I think this should work, but double check the details. Let's call an element in the original array a[i] and one in the prefix array as p[i] where i is the ith element of the respective arrays.
So, say we are at a[i] and we have already computed the value of p[i]. There are three possible cases. If a[i] == a[i+1], then p[i] == p[i+1]. If a[i] < a[i+1], then p[i+1] >= p[i] + 1. This leaves us with the case where a[i] > a[i+1]. In this situation we know that p[i+1] >= p[i].
In the naïve case, we go back through the prefix and start counting items less than a[i]. However, we can do better than that. First, recognize that the minimum value for p[i] is 0 and the maximum is i. Next look at the case of an index j, where i > j. If a[i] >= a[j], then p[i] >= p[j]. If a[i] < a[j], then p[i] <= p[j] + j . So, we can start going backwards through p updating the values for p[i]_min and p[i]_max. If p[i]_min equals p[i]_max, then we have our solution.
Doing a back of the envelope analysis of the algorithm, it has O(n) best case performance. This is the case where the list is already sorted. The worst case is where it is reversed sorted. Then the performance is O(n^2). The average performance is going to be O(k*n) where k is how much one needs to backtrack. My guess is for randomly distributed integers, k will be small.

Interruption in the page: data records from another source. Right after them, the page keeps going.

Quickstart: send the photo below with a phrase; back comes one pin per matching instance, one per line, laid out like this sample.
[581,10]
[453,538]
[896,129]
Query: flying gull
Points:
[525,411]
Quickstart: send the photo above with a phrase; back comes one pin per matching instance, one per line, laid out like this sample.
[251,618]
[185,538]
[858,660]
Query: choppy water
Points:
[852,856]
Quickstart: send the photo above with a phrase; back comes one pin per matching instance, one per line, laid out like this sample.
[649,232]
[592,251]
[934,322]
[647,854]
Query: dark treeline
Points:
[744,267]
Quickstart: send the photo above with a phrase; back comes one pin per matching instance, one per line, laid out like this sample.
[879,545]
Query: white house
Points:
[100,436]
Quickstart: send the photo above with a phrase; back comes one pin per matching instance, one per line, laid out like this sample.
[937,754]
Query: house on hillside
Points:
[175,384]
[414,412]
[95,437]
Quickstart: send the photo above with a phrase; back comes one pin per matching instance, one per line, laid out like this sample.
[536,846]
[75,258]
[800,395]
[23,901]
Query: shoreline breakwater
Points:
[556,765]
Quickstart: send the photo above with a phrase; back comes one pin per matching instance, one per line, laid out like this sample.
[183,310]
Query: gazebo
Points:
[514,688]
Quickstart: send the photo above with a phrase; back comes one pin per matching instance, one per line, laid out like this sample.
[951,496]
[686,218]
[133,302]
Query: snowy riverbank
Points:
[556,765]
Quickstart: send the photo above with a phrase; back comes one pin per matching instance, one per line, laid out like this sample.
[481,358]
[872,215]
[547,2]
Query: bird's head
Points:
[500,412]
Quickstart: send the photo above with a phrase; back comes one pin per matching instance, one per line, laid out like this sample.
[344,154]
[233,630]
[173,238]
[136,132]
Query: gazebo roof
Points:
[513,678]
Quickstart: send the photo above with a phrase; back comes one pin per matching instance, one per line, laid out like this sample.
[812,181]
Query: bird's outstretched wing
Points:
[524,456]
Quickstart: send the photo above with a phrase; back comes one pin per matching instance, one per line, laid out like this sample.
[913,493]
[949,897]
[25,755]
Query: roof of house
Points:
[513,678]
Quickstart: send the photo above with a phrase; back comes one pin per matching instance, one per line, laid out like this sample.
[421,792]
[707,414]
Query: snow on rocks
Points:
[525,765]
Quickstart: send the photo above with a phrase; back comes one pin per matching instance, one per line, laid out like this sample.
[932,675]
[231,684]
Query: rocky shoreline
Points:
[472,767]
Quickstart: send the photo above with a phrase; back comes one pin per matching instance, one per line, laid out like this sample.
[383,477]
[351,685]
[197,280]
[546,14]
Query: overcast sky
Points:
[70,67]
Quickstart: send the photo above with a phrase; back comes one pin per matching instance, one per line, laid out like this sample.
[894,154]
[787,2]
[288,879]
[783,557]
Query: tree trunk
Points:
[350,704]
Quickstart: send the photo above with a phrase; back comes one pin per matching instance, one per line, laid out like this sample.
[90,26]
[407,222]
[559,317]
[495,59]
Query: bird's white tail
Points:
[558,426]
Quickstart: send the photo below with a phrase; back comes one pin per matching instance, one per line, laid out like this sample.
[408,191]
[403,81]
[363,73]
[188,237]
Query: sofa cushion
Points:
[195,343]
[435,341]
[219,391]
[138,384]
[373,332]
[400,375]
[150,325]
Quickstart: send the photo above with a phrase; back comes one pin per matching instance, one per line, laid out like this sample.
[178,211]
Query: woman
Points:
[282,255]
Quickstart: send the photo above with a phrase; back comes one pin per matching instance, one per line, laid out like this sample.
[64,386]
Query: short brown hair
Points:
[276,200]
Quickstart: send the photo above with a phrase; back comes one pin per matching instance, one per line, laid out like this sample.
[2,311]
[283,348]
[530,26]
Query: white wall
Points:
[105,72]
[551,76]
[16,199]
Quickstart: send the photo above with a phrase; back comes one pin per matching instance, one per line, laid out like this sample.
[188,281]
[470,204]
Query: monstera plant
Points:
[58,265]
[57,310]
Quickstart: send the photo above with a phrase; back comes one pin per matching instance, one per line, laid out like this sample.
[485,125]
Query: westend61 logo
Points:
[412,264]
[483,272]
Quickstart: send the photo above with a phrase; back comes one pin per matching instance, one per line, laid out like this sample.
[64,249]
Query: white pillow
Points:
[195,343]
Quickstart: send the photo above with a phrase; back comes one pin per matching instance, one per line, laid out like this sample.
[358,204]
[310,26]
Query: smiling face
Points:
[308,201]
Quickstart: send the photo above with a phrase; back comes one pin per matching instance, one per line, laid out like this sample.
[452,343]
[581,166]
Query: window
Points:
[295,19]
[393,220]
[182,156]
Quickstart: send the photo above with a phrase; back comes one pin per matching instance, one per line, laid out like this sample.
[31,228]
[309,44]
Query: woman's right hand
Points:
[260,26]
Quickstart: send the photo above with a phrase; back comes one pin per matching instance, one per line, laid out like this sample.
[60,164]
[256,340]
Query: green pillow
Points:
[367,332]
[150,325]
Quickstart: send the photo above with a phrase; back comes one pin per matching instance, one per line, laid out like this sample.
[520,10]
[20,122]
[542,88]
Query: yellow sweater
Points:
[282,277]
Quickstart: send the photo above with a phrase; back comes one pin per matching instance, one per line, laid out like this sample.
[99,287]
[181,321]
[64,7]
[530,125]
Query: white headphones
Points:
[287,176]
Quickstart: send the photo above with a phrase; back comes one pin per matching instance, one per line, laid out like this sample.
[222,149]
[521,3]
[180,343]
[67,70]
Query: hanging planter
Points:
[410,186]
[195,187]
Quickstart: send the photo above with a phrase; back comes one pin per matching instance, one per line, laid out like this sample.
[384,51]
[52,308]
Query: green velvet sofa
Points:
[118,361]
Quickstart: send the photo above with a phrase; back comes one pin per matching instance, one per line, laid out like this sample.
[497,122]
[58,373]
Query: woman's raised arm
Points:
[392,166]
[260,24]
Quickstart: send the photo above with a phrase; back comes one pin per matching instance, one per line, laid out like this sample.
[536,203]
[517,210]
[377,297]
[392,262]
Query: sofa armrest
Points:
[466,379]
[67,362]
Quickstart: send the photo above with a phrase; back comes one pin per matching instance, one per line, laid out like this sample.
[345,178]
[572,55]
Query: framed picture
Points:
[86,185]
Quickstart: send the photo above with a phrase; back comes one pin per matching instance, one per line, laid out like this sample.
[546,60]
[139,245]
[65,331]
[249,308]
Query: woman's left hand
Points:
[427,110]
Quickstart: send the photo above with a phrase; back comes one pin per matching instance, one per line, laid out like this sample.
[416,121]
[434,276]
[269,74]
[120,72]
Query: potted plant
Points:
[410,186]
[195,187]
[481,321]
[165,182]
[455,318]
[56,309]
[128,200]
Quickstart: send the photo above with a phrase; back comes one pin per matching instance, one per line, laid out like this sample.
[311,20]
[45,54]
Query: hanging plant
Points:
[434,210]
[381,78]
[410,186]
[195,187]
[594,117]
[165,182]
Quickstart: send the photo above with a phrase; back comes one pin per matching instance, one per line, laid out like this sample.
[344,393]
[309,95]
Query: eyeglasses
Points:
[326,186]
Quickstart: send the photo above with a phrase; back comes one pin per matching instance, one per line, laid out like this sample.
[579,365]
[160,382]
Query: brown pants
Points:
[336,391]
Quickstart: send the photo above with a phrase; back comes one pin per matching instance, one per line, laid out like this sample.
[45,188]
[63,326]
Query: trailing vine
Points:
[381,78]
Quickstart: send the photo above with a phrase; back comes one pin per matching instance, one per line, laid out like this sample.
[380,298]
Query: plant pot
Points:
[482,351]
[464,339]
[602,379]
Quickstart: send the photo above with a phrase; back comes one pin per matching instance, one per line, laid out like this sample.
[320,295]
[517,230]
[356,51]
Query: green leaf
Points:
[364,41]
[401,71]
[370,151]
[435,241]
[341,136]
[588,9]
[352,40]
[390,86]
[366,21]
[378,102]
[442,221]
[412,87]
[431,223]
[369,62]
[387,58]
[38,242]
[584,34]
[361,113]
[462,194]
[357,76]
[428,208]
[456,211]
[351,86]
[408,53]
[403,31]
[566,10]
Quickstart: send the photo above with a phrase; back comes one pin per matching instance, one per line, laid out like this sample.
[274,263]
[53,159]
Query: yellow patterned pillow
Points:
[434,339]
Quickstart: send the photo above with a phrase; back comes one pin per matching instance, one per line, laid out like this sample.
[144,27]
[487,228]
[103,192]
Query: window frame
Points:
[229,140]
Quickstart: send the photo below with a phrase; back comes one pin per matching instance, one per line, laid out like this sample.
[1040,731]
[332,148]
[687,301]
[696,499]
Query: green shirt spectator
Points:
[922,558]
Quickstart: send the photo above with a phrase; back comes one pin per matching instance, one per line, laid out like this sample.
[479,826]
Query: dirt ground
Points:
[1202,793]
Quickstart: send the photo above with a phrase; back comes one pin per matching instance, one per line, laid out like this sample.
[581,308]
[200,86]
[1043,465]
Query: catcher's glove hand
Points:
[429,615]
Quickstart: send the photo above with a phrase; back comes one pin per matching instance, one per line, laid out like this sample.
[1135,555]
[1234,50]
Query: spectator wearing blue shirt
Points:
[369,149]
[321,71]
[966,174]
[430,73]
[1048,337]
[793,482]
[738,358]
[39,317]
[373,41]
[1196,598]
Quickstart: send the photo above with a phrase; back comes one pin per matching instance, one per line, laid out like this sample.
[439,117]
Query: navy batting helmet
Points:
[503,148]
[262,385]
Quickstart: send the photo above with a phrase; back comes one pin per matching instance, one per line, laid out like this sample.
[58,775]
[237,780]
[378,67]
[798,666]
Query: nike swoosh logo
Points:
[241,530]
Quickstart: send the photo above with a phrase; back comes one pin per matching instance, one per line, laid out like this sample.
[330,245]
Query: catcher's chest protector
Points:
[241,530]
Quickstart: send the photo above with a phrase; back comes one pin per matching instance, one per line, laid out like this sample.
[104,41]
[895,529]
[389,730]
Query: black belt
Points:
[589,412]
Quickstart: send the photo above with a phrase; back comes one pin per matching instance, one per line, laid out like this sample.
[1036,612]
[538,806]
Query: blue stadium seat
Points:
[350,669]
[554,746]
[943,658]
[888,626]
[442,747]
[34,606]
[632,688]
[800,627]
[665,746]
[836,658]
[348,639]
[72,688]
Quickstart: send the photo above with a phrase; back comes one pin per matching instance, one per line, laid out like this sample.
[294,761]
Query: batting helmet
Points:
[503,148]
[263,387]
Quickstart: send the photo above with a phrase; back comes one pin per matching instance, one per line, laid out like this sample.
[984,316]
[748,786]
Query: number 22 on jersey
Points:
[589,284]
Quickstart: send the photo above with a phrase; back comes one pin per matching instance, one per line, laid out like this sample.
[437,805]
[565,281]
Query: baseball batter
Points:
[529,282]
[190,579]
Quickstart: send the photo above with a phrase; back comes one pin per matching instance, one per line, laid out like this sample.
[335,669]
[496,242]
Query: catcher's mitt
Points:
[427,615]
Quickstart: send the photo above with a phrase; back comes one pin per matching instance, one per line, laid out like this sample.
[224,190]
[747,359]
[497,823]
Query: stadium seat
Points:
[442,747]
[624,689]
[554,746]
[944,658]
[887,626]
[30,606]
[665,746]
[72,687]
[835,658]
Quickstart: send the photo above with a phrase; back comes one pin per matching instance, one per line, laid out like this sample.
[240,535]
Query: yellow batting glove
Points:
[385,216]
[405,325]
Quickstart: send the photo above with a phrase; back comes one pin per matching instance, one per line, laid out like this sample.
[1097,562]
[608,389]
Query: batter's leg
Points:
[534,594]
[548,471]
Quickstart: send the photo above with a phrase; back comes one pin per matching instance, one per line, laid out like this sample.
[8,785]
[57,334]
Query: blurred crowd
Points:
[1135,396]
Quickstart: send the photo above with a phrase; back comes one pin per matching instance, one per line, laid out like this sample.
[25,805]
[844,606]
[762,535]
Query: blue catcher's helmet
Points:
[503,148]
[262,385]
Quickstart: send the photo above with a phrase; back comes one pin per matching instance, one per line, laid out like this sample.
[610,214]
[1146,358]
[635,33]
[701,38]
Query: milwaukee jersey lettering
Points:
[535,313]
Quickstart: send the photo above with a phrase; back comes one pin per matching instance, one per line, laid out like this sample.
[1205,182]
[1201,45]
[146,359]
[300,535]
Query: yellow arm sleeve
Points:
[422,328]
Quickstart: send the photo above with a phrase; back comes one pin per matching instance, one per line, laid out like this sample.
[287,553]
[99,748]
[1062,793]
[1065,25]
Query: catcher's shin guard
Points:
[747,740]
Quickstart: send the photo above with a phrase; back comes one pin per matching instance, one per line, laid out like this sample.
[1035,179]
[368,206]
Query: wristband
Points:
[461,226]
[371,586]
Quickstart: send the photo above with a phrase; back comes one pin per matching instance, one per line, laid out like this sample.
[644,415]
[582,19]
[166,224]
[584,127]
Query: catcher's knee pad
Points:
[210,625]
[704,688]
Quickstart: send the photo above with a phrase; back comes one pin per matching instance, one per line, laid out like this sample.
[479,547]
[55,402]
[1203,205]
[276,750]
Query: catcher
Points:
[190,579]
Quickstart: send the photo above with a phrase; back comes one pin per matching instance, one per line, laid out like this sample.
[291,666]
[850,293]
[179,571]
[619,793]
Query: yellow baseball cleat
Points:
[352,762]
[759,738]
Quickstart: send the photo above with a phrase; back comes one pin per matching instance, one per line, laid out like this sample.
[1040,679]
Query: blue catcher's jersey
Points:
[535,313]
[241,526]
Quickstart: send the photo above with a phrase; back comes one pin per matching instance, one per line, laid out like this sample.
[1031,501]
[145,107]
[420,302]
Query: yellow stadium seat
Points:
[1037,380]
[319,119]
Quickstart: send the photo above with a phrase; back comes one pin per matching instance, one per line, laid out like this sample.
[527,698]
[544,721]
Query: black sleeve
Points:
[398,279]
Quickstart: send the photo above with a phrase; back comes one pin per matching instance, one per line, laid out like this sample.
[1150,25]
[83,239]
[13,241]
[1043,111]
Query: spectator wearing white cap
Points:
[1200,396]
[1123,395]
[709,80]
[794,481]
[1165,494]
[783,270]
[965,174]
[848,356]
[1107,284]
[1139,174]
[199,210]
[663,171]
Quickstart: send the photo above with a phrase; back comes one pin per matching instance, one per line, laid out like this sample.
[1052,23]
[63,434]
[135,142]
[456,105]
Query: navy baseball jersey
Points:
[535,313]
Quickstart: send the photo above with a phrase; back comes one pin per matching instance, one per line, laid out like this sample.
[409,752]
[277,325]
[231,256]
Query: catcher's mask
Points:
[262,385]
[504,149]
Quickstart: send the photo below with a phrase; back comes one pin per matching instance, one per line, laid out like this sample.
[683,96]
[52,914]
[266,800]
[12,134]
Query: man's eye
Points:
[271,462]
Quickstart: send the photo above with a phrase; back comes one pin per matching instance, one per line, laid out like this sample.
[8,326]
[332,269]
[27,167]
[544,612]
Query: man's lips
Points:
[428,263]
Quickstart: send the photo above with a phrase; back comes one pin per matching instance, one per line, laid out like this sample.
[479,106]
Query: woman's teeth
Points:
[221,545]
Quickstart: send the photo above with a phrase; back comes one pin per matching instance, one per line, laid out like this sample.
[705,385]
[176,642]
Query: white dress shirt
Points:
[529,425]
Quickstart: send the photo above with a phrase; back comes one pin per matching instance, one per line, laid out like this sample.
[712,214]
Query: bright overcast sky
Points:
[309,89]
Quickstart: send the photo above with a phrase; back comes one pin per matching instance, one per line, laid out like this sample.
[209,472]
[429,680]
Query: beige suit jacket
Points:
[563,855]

I am also pretty sure there would be ways to optimize this algorithm for cases of partially sorted data. I would look at Timsort for some inspiration on how to do this. It uses run detection to detect partially sorted data. So the basic idea for the algorithm would be to go through the list once and look for runs of data. For ascending runs of data you are going to have the case where p[i+1] = p[i]+1. For descending runs, p[i] = p_run where p_run is the first element in the run.